Эмануэля Блоха, адвоката защиты, я знал довольно давно; еще пять лет назад, когда процесс только начинался, пригласил его пообедать. Позиция у него была простая и безрадостная: никакие свидетельства и никакое юридическое мастерство не помогут, приговор уже предрешен. Он давно уже подчеркивал то обстоятельство, что в городе с самым большим в мире компактным проживанием евреев ни одного из них нет в жюри присяжных. А в судейском кресле сидит трусливый еврей, марионетка в руках Гарри Трумэна.

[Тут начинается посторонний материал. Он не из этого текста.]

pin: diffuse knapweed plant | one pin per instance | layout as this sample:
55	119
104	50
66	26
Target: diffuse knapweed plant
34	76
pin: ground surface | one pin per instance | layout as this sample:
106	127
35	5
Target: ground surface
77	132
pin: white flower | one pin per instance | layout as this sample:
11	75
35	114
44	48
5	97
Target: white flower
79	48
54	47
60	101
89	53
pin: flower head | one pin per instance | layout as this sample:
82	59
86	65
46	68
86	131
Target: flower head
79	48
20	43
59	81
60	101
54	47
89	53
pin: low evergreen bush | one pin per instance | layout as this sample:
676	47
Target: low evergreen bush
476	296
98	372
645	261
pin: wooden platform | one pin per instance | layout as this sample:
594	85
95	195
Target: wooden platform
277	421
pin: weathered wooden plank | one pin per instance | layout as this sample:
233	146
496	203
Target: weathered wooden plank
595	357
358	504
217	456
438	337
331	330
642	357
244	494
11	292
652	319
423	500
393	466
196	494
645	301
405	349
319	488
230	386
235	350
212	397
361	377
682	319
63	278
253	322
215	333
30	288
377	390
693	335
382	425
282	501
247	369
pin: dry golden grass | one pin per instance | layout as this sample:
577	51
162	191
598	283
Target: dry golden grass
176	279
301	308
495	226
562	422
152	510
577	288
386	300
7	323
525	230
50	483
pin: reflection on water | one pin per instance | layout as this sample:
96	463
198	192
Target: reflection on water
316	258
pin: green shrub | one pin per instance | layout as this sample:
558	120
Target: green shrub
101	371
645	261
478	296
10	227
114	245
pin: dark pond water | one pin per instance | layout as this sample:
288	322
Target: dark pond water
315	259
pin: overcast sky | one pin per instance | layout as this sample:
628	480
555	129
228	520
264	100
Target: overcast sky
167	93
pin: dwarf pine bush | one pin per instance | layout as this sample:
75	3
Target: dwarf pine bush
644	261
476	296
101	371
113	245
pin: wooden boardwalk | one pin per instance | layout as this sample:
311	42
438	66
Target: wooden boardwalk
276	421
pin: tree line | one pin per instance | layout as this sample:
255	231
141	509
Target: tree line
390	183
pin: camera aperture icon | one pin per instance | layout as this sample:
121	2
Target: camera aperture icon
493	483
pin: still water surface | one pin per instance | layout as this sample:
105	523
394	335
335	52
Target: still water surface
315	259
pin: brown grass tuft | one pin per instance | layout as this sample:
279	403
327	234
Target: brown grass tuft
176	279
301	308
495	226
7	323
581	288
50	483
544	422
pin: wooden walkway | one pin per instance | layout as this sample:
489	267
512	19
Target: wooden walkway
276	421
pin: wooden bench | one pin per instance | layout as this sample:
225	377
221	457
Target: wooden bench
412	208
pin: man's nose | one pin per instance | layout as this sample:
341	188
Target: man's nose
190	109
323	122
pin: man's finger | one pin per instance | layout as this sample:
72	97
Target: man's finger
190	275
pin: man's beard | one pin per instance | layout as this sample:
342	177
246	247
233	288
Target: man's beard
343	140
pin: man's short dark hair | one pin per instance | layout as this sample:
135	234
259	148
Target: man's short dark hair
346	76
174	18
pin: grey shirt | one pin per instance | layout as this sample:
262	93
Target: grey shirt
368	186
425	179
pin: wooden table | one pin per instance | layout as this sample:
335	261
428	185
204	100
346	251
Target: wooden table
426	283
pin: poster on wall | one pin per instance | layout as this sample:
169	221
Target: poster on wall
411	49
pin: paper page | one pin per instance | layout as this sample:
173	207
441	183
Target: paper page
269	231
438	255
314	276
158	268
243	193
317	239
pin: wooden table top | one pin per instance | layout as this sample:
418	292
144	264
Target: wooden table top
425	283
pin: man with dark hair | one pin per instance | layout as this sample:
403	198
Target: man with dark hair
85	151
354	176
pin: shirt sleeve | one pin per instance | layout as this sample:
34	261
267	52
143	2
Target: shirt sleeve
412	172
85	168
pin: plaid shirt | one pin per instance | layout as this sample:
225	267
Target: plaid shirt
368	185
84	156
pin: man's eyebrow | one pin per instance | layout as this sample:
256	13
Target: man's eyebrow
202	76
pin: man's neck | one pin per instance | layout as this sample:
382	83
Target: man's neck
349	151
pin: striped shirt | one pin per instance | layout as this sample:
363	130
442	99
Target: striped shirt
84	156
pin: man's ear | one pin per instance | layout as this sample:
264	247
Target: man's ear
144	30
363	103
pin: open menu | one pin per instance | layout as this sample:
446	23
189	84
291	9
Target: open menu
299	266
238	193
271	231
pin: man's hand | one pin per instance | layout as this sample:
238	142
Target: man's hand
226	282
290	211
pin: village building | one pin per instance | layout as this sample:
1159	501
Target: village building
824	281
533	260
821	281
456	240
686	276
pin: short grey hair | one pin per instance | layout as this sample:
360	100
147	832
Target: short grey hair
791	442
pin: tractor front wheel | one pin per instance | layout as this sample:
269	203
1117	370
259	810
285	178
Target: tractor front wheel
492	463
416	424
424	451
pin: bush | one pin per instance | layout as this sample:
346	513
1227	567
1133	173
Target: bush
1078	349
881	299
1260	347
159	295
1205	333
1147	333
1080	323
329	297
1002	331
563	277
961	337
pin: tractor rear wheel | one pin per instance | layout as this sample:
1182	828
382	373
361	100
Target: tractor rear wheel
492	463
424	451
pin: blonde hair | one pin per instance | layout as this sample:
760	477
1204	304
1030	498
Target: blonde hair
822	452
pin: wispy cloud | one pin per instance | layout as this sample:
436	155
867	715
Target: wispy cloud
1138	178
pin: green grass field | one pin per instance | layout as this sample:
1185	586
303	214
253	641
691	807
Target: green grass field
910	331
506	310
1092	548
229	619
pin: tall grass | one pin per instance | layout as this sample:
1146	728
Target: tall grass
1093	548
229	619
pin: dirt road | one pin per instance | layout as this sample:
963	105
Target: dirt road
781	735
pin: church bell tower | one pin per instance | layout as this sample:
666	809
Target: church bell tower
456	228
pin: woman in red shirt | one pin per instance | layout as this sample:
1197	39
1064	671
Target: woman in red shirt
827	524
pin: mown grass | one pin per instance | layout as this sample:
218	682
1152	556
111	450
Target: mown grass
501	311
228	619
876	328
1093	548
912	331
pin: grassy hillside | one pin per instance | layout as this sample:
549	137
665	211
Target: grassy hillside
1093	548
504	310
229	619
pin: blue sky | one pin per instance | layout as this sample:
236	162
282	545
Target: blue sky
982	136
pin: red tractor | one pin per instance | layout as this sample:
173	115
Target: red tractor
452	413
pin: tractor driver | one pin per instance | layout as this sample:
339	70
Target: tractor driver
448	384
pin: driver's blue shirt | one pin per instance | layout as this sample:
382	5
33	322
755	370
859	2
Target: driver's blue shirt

Тем не менее переговорить с ним я счел небесполезным, ибо хотел рассказать Манни о своей встрече с Жолио-Кюри. Тогда и он, и Ирэн в один голос утверждали, что, коль скоро речь идет об атомном оружии, ничего нельзя удержать в секрете, а уж они-то в этом деле авторитеты. Жолио-Кюри возглавлял французский атомный проект и консультировал русских. Манни высказался в том роде, что Жолио-Кюри ни за что не дадут американской визы, но если даже он каким-то чудом окажется на свидетельском месте, показания его все равно пойдут в мусорную корзину. За неделю до того у меня в гостях был один профессор Корнеллского университета, тесно связанный с Манхэттенским проектом. Речь зашла о Розенбергах, и он сказал, что обвинение настолько шито белыми нитками, что ни один хоть сколько-нибудь знающий человек в него ни за что не поверит. Но когда я спросил, готов ли он выступить свидетелем в суде, профессор замотал головой и сказал, что ему вовсе не хочется ближайшие пять лет провести на тюремных нарах. Ключевой фигурой властей на процессе должен был стать Роберт Оппенгеймер, но среди свидетелей его так и не оказалось – он, по собственным словам (как передал их мне мой друг – корнеллский профессор), и без того достаточно запятнал себя, уступая угрозам правительства, но все-таки не настолько, чтобы ретранслировать его выдумки. Не появился на свидетельской трибуне, хотя и был объявлен, и доктор Гаролд Юри. Даже генерала Лесли Гровза – и того не было.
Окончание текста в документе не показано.